MORT BLANCHE

Un sniper redoutable sème la mort dans les rangs soviétiques durant la Guerre d’Hiver entre l’URSS et la Finlande. Entre récit de guerre et plongée psychologique, un album inspiré de personnages réels auquel il manque un petit supplément d’âme.

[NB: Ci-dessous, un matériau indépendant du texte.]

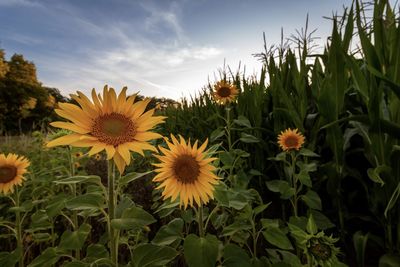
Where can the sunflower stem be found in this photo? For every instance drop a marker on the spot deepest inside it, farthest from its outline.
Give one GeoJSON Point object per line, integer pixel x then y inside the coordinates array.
{"type": "Point", "coordinates": [74, 213]}
{"type": "Point", "coordinates": [294, 182]}
{"type": "Point", "coordinates": [18, 223]}
{"type": "Point", "coordinates": [200, 221]}
{"type": "Point", "coordinates": [229, 140]}
{"type": "Point", "coordinates": [111, 213]}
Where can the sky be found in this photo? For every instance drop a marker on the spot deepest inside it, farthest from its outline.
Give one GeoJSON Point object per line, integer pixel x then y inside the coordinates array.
{"type": "Point", "coordinates": [158, 48]}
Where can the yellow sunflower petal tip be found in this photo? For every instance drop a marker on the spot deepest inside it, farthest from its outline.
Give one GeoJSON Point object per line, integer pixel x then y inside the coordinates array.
{"type": "Point", "coordinates": [117, 126]}
{"type": "Point", "coordinates": [290, 139]}
{"type": "Point", "coordinates": [12, 169]}
{"type": "Point", "coordinates": [187, 173]}
{"type": "Point", "coordinates": [224, 92]}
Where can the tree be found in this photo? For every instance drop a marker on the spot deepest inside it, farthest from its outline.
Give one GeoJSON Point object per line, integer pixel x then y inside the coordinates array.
{"type": "Point", "coordinates": [22, 71]}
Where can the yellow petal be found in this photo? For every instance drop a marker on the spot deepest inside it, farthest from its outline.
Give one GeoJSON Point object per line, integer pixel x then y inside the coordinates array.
{"type": "Point", "coordinates": [119, 161]}
{"type": "Point", "coordinates": [70, 126]}
{"type": "Point", "coordinates": [123, 150]}
{"type": "Point", "coordinates": [110, 151]}
{"type": "Point", "coordinates": [146, 136]}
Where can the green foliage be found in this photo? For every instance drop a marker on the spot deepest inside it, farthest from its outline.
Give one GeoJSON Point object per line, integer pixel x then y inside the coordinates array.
{"type": "Point", "coordinates": [333, 201]}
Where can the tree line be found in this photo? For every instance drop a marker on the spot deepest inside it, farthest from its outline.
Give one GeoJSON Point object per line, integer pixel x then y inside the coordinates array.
{"type": "Point", "coordinates": [26, 104]}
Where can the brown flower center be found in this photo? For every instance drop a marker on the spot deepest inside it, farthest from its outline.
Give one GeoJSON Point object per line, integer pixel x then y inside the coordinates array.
{"type": "Point", "coordinates": [291, 142]}
{"type": "Point", "coordinates": [224, 91]}
{"type": "Point", "coordinates": [186, 169]}
{"type": "Point", "coordinates": [7, 173]}
{"type": "Point", "coordinates": [114, 129]}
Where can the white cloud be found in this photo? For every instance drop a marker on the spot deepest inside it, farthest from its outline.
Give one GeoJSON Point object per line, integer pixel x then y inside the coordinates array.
{"type": "Point", "coordinates": [25, 3]}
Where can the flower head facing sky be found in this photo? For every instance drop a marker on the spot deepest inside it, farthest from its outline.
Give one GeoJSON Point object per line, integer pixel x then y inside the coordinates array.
{"type": "Point", "coordinates": [186, 171]}
{"type": "Point", "coordinates": [109, 122]}
{"type": "Point", "coordinates": [290, 139]}
{"type": "Point", "coordinates": [12, 169]}
{"type": "Point", "coordinates": [224, 92]}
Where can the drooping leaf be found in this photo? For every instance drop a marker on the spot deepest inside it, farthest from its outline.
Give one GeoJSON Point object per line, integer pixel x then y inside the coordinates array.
{"type": "Point", "coordinates": [201, 251]}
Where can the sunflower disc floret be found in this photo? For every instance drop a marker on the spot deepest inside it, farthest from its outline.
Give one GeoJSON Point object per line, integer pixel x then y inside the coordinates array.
{"type": "Point", "coordinates": [109, 122]}
{"type": "Point", "coordinates": [12, 169]}
{"type": "Point", "coordinates": [290, 140]}
{"type": "Point", "coordinates": [224, 92]}
{"type": "Point", "coordinates": [186, 171]}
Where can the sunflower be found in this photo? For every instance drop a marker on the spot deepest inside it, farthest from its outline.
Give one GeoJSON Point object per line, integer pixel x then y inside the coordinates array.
{"type": "Point", "coordinates": [110, 122]}
{"type": "Point", "coordinates": [290, 139]}
{"type": "Point", "coordinates": [224, 92]}
{"type": "Point", "coordinates": [186, 171]}
{"type": "Point", "coordinates": [12, 169]}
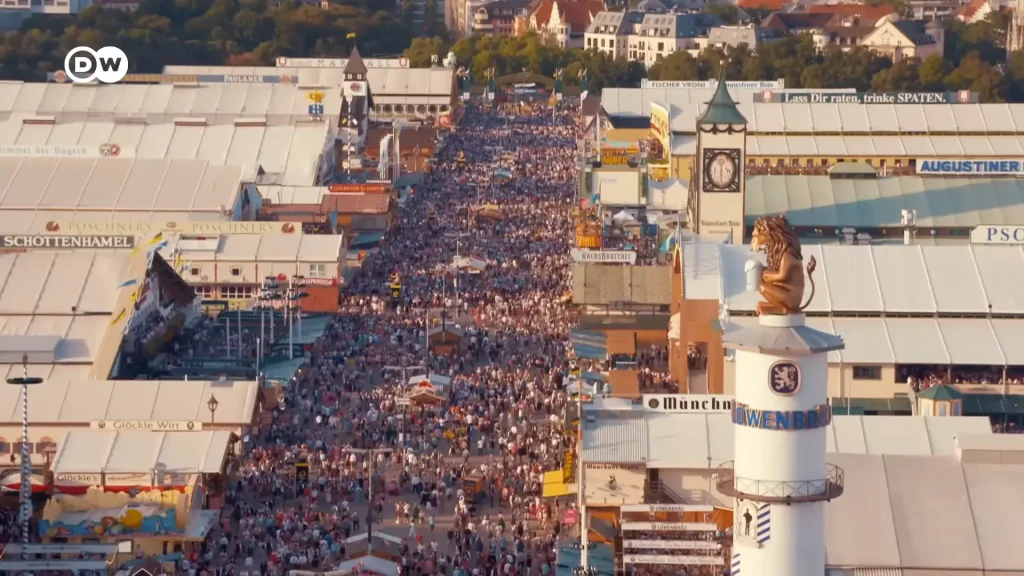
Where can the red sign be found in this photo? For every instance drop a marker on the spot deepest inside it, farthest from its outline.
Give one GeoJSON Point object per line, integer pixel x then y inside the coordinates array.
{"type": "Point", "coordinates": [357, 189]}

En novembre 1939, l’invasion soviétique plonge la Finlande dans l’enfer de la Guerre d’Hiver. C’est dans ce contexte glacial que Riku, jeune homme marqué par la violence paternelle, part combattre aux côtés de ses frères. Très vite, il se retrouve seul. Mais là où d’autres s’effondreraient, lui devient un tireur d’élite redoutable, solitaire, silencieux, dissimulé dans la neige qu’il mâche pour ne pas trahir sa position. Il devient une légende: «Mort Blanche».
Avec cet album, Kid Toussaint puise dans des personnages bien réels. A commencer par le sniper finlandais Simo Häyhä, récemment remis en lumière par Olivier Norek dans « Les Guerriers de l’hiver ». Plus surprenant, l’ombre de Hiroo Onoda plane également sur le récit: ce soldat japonais retranché dans la forêt des Philippines qui, refusant de croire à la capitulation du Japon en 1945, aura tué plus d’une trentaine de personnes entre 1944 et 1974.
Mais « Mort Blanche » n’est pas une reconstitution historique. Le récit est plus universel: celui d’un homme happé par sa mission jusqu’à perdre tout lien avec la réalité. De soldat appliqué, Riku perd peu à peu son humanité et devient simplement une mécanique, une arme. Les planches au trait semi-réaliste solide d’Iñaki Holgado égrènent d’ailleurs froidement les morts comme on afficherait des scores sportifs: 2, 6, 11, 27, 88, 200, 385, etc… L’idée est intéressante mais laisse un goût d’inachevé. Car si le basculement de Riku est bien amorcé, la dimension psychologique, pourtant centrale pour comprendre cette lente dérive vers la folie, aurait gagné à être explorée avec plus de profondeur.

Dessinateur: Iñaki Holgado – Scénariste: Kid Toussaint – Éditeur: Grand Angle – Prix: 15,90 euros.